Sabathia, who has had to battle emotional outbursts on the mound in the past, was able to keep his cool in the sixth.
Derek Jeter led off with a hard-hit double and moved to third on a groundout. After pitching coach Carl Willis came out for a visit, a fired-up Sabathia struck out Alex Rodriguez and Shelley Duncan to end the threat, punctuating both Ks by yelling and pounding his fist into his glove.
Sabathia said he was releasing pent-up frustration. He lost three of his first four starts.
"It was everything," he said.
Wang, who lost Game 1 to Sabathia in last year's playoffs, was poised from the start and only got in trouble once.
Wang gave up three other meaningless singles to the Indians, who came in batting just .251 and have struggled offensively all season.
"He was amazing and so was C.C.," Yankees catcher Jose Molina said. "You don't see many 1-0 games, and this was one to appreciate."
- Rivera has not allowed a run in 10 innings this season.
- Cleveland's Ryan Garko went 0-for-3 and is hitless in his last 19 at-bats.
- Wang is the first Yankees starter to be 5-0 since Kevin Brown in 2004.

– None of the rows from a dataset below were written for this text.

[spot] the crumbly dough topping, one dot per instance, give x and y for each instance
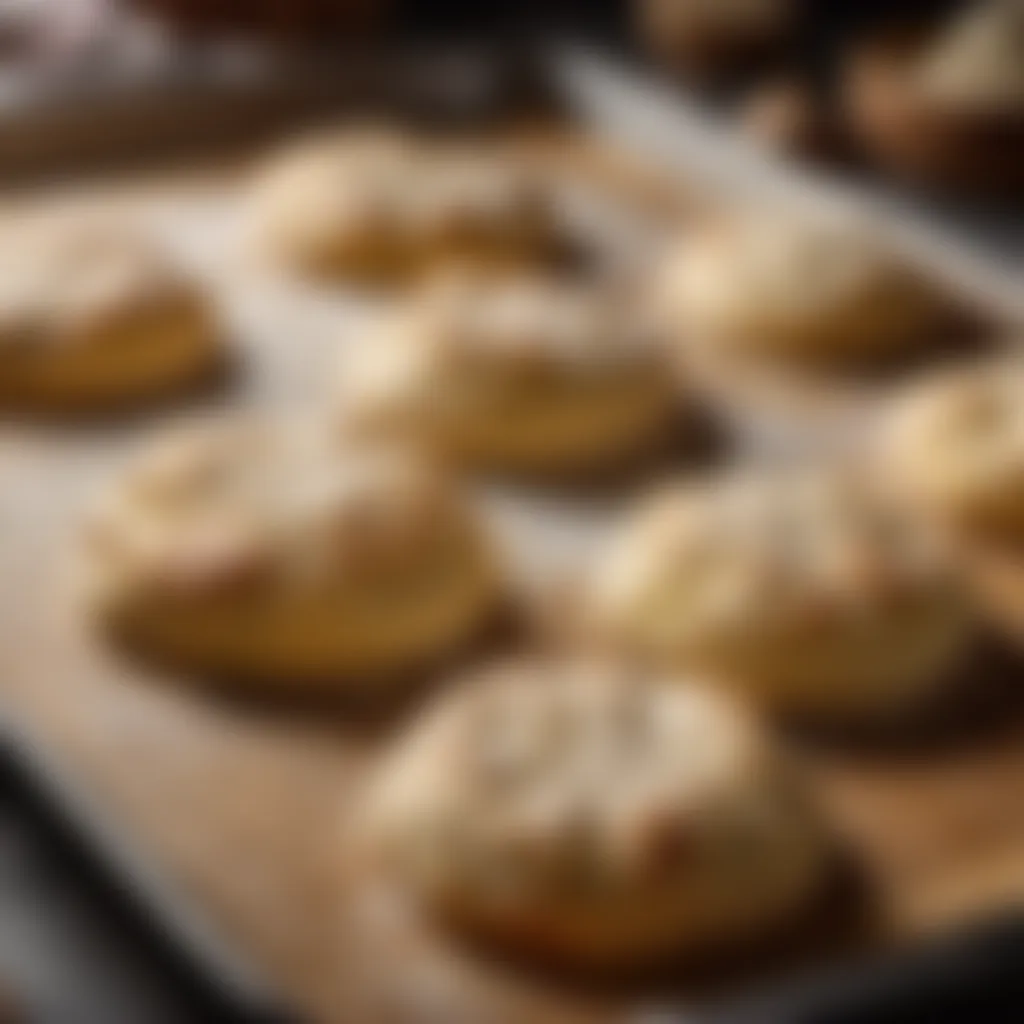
(778, 553)
(407, 189)
(521, 330)
(761, 273)
(235, 504)
(62, 280)
(963, 434)
(582, 780)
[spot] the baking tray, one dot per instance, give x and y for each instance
(236, 808)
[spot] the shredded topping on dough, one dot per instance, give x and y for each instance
(404, 190)
(525, 324)
(61, 280)
(776, 553)
(583, 778)
(962, 437)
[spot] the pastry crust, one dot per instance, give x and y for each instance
(707, 36)
(385, 208)
(809, 293)
(801, 588)
(522, 374)
(93, 315)
(944, 104)
(955, 445)
(266, 554)
(595, 815)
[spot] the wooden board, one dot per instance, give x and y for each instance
(243, 806)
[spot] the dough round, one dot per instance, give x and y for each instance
(596, 815)
(520, 374)
(955, 444)
(943, 103)
(798, 586)
(94, 314)
(705, 36)
(812, 292)
(384, 208)
(266, 554)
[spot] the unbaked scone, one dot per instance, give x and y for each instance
(708, 36)
(261, 553)
(94, 314)
(596, 815)
(521, 374)
(385, 208)
(800, 587)
(808, 291)
(955, 445)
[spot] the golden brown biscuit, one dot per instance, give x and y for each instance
(94, 314)
(252, 551)
(810, 292)
(798, 587)
(521, 374)
(955, 444)
(943, 103)
(385, 208)
(596, 815)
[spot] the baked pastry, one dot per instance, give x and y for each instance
(596, 815)
(271, 555)
(94, 314)
(522, 374)
(802, 588)
(383, 208)
(943, 102)
(955, 445)
(708, 36)
(808, 292)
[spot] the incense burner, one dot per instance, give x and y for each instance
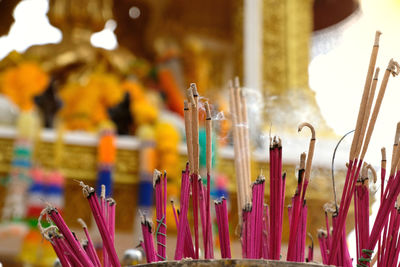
(230, 262)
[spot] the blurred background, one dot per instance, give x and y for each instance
(93, 90)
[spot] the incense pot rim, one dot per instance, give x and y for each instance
(231, 262)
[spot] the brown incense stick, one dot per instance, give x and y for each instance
(310, 149)
(395, 148)
(246, 140)
(393, 68)
(374, 176)
(236, 145)
(241, 145)
(208, 138)
(188, 130)
(365, 96)
(367, 111)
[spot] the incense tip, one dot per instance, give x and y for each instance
(321, 233)
(308, 125)
(303, 160)
(377, 36)
(82, 223)
(195, 93)
(230, 84)
(103, 191)
(208, 111)
(156, 177)
(376, 73)
(383, 152)
(189, 95)
(393, 67)
(369, 167)
(237, 83)
(86, 190)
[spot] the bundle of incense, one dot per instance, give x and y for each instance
(191, 113)
(361, 210)
(277, 198)
(241, 143)
(361, 139)
(294, 212)
(200, 195)
(297, 235)
(67, 247)
(389, 252)
(208, 249)
(188, 246)
(383, 174)
(101, 223)
(103, 207)
(183, 224)
(254, 223)
(266, 232)
(310, 256)
(160, 188)
(148, 242)
(221, 211)
(323, 244)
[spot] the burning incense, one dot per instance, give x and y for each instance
(209, 244)
(75, 247)
(193, 99)
(89, 193)
(360, 143)
(95, 259)
(223, 227)
(277, 196)
(159, 185)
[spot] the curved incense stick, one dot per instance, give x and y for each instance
(188, 131)
(395, 149)
(369, 167)
(208, 137)
(236, 146)
(310, 153)
(367, 111)
(393, 68)
(245, 129)
(195, 128)
(365, 96)
(208, 123)
(333, 167)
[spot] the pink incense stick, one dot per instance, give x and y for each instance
(59, 251)
(72, 257)
(89, 193)
(310, 256)
(164, 224)
(266, 232)
(103, 208)
(185, 186)
(195, 206)
(225, 222)
(323, 246)
(148, 241)
(157, 184)
(75, 246)
(202, 209)
(90, 243)
(110, 204)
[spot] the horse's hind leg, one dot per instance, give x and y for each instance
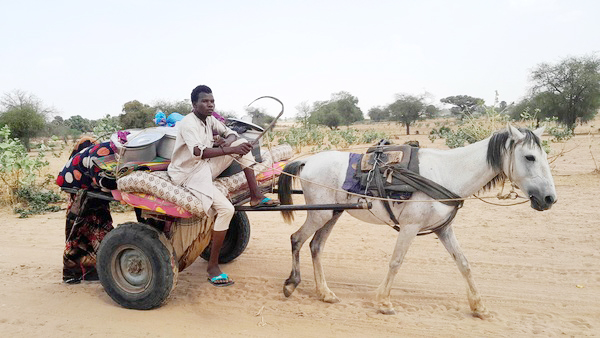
(314, 221)
(316, 246)
(447, 237)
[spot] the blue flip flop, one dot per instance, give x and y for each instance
(221, 280)
(266, 202)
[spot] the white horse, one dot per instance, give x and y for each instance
(513, 153)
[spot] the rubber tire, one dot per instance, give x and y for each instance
(160, 257)
(236, 240)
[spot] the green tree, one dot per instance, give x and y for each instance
(182, 107)
(341, 109)
(406, 110)
(463, 104)
(569, 90)
(137, 115)
(106, 126)
(24, 114)
(378, 114)
(79, 123)
(431, 111)
(303, 113)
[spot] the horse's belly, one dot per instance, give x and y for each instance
(377, 214)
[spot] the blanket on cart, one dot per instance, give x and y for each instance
(190, 236)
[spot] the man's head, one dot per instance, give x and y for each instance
(203, 101)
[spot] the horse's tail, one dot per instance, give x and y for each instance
(284, 187)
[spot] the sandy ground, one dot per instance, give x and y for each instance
(538, 273)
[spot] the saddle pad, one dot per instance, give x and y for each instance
(387, 158)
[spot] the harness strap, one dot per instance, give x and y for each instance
(381, 191)
(428, 186)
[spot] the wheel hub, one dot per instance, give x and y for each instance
(132, 269)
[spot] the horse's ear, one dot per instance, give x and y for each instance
(515, 133)
(538, 132)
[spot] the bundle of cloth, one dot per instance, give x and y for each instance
(152, 191)
(92, 167)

- Jeter's .379 career average (78-for-206) is the highest for any player in Cleveland's 15-year-old ballpark.
- A new video game in the visitors' clubhouse called "Big Buck Hunter," where players fire fake shotguns at four-legged targets, has drawn a crowd of Yankees sharpshooters this weekend. On Sunday, Johnny Damon and pitcher Chris Britton were squaring off when manager Joe Girardi walked up. "You guys are killing cows," Girardi said.